André Campra (1660-1744) n’est pas un compositeur très connu. À vrai dire, il l'est surtout de nos jours pour son déchirant Requiem, œuvre parmi les plus géniales du registre sacré, mais bien peu jouée dans le cadre des grandes institutions musicales. Campra excelle également dans un autre domaine : l’opéra-ballet, un genre qui favorise à son époque l’émergence de la comédie jusqu’alors absente du répertoire officiel.
Ce qui est incroyable, c’est que ce type si particulier d’humour et de théâtralité fonctionne merveilleusement bien aujourd’hui encore. Cette réussite évidente ne s’explique en aucun cas par le livret, qui sert seulement de prétexte aux réjouissances artistiques. Trois entrées (c’est-à-dire des actes séparés, reposant sur des intrigues indépendantes résumées dans leur titre) succèdent à un prologue explicitement intitulé “Le Triomphe de la Folie sur la Raison dans le temps du Carnaval”. La fête existe grâce à la réalité scénique de sa représentation, une réalité qui transcende la partition en illustrant ses intrigues sur des thématiques universelles et par conséquent forcément captivantes (séduction, amour, sexe, jalousie, caprices de la fortune, masques sociétaux...).
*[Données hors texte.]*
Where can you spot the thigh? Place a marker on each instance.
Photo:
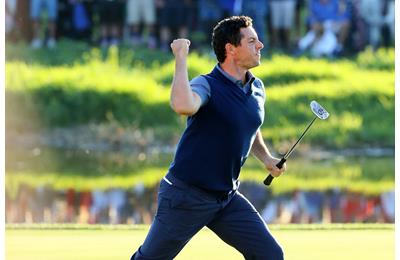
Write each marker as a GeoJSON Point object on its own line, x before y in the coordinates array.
{"type": "Point", "coordinates": [180, 215]}
{"type": "Point", "coordinates": [241, 226]}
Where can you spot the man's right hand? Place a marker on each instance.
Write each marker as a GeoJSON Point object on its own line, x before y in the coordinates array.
{"type": "Point", "coordinates": [180, 47]}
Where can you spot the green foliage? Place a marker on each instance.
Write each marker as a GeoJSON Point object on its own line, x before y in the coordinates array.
{"type": "Point", "coordinates": [300, 242]}
{"type": "Point", "coordinates": [132, 88]}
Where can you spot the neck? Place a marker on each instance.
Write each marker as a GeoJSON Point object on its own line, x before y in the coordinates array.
{"type": "Point", "coordinates": [234, 70]}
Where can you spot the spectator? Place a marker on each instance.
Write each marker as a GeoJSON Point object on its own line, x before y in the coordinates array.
{"type": "Point", "coordinates": [173, 21]}
{"type": "Point", "coordinates": [358, 27]}
{"type": "Point", "coordinates": [388, 205]}
{"type": "Point", "coordinates": [141, 11]}
{"type": "Point", "coordinates": [327, 18]}
{"type": "Point", "coordinates": [209, 14]}
{"type": "Point", "coordinates": [117, 199]}
{"type": "Point", "coordinates": [35, 14]}
{"type": "Point", "coordinates": [257, 9]}
{"type": "Point", "coordinates": [230, 7]}
{"type": "Point", "coordinates": [111, 14]}
{"type": "Point", "coordinates": [297, 18]}
{"type": "Point", "coordinates": [81, 19]}
{"type": "Point", "coordinates": [10, 11]}
{"type": "Point", "coordinates": [282, 21]}
{"type": "Point", "coordinates": [376, 14]}
{"type": "Point", "coordinates": [99, 207]}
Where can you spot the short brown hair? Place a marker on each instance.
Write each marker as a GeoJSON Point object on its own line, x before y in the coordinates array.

L’essence même de l’œuvre est portée à son plus haut niveau par le talent inégalable de William Christie, chef implacable, passionné, visionnaire. Pas une fois, au cours des quasi trois heures de spectacle, les Arts Florissants ne délivrent une seule note avec moins d’intensité, ni ne font défaut à l’énergie vibrante que leur maître leur transmet. La partition est rendue à la perfection ; mieux, elle est amenée à la vie, la vie dans son plus fol aspect, par l’ardeur frénétique qui anime les instrumentistes et leur chef suprême, “batteur de mesure” manifestement possédé.
Sur le plateau, tous les chanteurs font honneur à l’excellence de cette interprétation. La distribution s’avère extrêmement homogène, fait rare et très plaisant. Les solistes sont pourtant nombreux et incarnent plusieurs personnages ; il n’empêche, qu’il s’agisse d’Emmanuelle de Negri, Emilie Renard, Elodie Fonnard, Rachel Redmond pour les femmes, ou Marcel Beekman, Marc Mauillon, François Lis, Cyril Auvity, Reinoud Van Mechelen pour les hommes, les voix sont non seulement placées et timbrées mais surtout débordantes d’expressivité, de vitalité et de fantaisie. Le chœur s’inscrit dans la même veine et fait preuve d’une implication sans faille se manifestant jusque dans leur jeu dramatique, omniprésent et essentiel à la crédibilité de cette atmosphère festive à outrance.